Wells was on the ballot this month in exactly one state: Rhode Island. According to the current count at Dave Leip's Atlas of U.S. Presidential Elections, he has 358 votes; the Rhode Island Board of Elections puts his winnings slightly higher, at 359. Either way, he's in last place.
There is a chance that could change, as Wells is running just barely behind Bill "Doc" Stodden of the Socialist Party USA, whose current total at Leip's site is 361. Stodden's party is descended from the famous Socialist Party of Eugene Debs and Norman Thomas, though strictly speaking it wasn't born until that group broke into three competing factions in the 1970s. But neither Stodden nor his running mate, Stephanie Cholensky, is a democratic socialist in the Debs-Thomas mold: Both of them are anarcho-communists. And anarcho-communists traditionally do not vote, which may help explain why Stodden is just a hair away from finishing last.
For now, though, the last-place medal belongs to Wells and his philosophy of "Eaglenomics," which—I am quoting again from his website—takes "the best ideas from the Left Wing and the Right Wing to restore Prosperity to the United States and to allow every citizen a chance at the American Dream." Unless you count write-in votes, in which case the last-place position is a gigantic tie between everyone whose name was scrawled on exactly one ballot. We do not, alas, have a national database of every single write-in across America, but Vermont does post its totals online. And in the Green Mountain State, the one-vote finishers include Doug Burgum, Steve Garvey, Clint Eastwood, Dolemite, presidential assassin Leon Czolgosz (for those who like the ballot and the bullet), JFK Jr., Randy Marsh of South Park, and "Dwayne Elizondo" (presumably short for Dwayne Elizondo Mountain Dew Camacho, the president in Idiocracy), among others. There was also one vote for the Sinwar/Nasrallah ticket.

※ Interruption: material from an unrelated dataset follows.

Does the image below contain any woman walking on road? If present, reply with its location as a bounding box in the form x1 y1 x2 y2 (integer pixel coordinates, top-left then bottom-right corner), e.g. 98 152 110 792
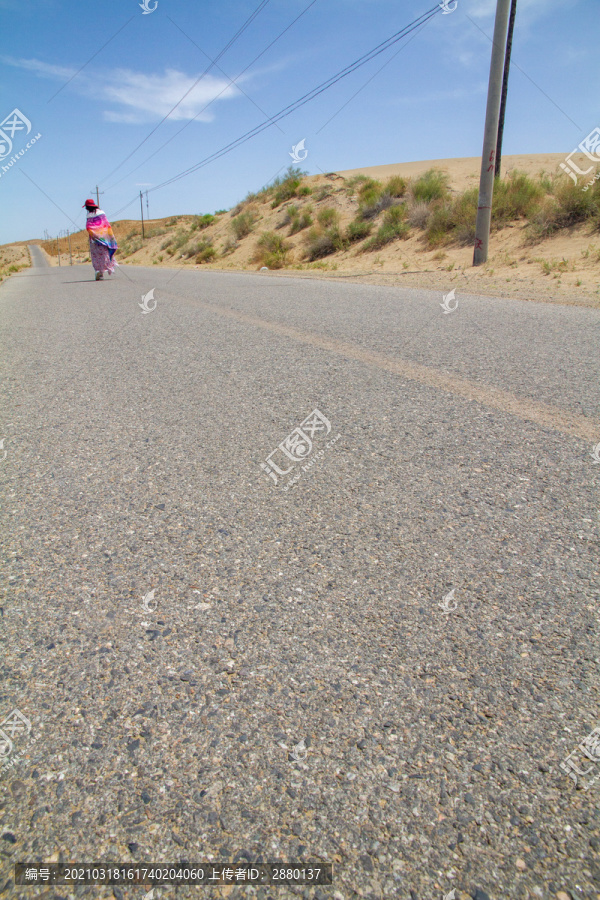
83 200 117 281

Before you tut-tut that those voters didn't take their sacred democratic duty very seriously, remember that there was never a serious chance that anyone but Vice President Kamala Harris was going to carry Vermont this year. If these citizens were wasting their votes, so was any Vermonter who voted for Donald Trump. And if it's defensible to send a signal by voting for Trump in a solidly blue state or for Harris in a solidly red one, then who are we to judge someone who sent a signal by voting for Dolemite?

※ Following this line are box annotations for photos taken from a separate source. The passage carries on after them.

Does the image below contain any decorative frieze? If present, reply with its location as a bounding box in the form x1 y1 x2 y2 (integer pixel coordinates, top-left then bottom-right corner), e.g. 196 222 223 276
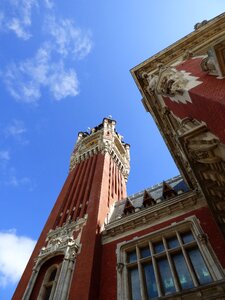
70 119 130 179
102 191 201 244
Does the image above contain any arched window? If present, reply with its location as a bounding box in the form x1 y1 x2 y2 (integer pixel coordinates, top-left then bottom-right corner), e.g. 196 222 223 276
38 265 60 300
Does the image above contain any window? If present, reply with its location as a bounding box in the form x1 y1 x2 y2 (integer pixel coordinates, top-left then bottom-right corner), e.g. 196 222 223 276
38 265 60 300
118 223 223 300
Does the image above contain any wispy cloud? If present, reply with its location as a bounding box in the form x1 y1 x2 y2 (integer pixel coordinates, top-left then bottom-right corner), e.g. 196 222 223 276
4 44 79 103
4 175 33 190
0 230 36 287
45 17 92 59
0 150 10 162
0 0 38 40
44 0 54 9
4 120 27 140
0 0 92 104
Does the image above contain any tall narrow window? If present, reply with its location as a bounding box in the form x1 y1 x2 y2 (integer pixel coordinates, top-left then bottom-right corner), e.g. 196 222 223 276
43 267 57 300
38 265 60 300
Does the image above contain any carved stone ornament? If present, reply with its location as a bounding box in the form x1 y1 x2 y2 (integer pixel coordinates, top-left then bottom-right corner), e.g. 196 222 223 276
201 52 219 76
116 263 124 273
38 220 85 260
143 66 188 97
198 233 208 244
194 20 208 30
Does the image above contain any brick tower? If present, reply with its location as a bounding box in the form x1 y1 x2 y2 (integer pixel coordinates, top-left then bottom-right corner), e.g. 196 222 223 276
13 118 130 300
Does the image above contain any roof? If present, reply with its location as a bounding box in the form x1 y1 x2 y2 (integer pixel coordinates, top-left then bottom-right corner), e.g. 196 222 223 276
109 175 189 223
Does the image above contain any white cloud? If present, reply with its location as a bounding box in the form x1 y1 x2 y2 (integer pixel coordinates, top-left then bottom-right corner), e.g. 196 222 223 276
0 150 10 161
4 175 33 190
0 230 36 287
4 120 27 138
0 0 39 40
4 44 79 103
0 0 92 104
44 0 54 9
45 17 92 59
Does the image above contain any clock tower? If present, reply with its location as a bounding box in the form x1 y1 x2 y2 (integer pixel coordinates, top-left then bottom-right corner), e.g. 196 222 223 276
12 118 130 300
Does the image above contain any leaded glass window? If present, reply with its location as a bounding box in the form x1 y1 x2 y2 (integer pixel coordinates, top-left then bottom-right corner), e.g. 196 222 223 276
125 230 212 300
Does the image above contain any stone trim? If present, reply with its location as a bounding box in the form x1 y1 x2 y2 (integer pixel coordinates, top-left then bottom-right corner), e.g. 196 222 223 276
102 191 206 244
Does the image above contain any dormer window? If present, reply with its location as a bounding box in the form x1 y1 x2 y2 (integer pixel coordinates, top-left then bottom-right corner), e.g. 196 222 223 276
143 190 156 207
162 181 177 199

At any rate: Say what you will about the tenets of either Eaglenomics or anarcho-communism, but whether it's Wells or Stoddard who ultimately lands in last place, you can rest assured that unlike the big-name pols, he won't do any damage.
Or at least he won't do any damage through the political system. I need to add that caveat because of what happened the last time I wrote one of these reports on the race for the rear.
Four years ago I interviewed Zac Scalf, an independent candidate whose 29 votes gave him the lowest total of the 2020 election. He told me the whole thing had been a social experiment to see how much support an obscure dude who didn't campaign could get just by being on a single state's ballot. It was all very charming, or so it seemed until 2022, when my story on the Scalf campaign suddenly got a second wave of traffic. Turns out the former candidate had just murdered a woman and then killed himself. Apparently, there's just a thin line separating charming Americana from the indigenous American berserk.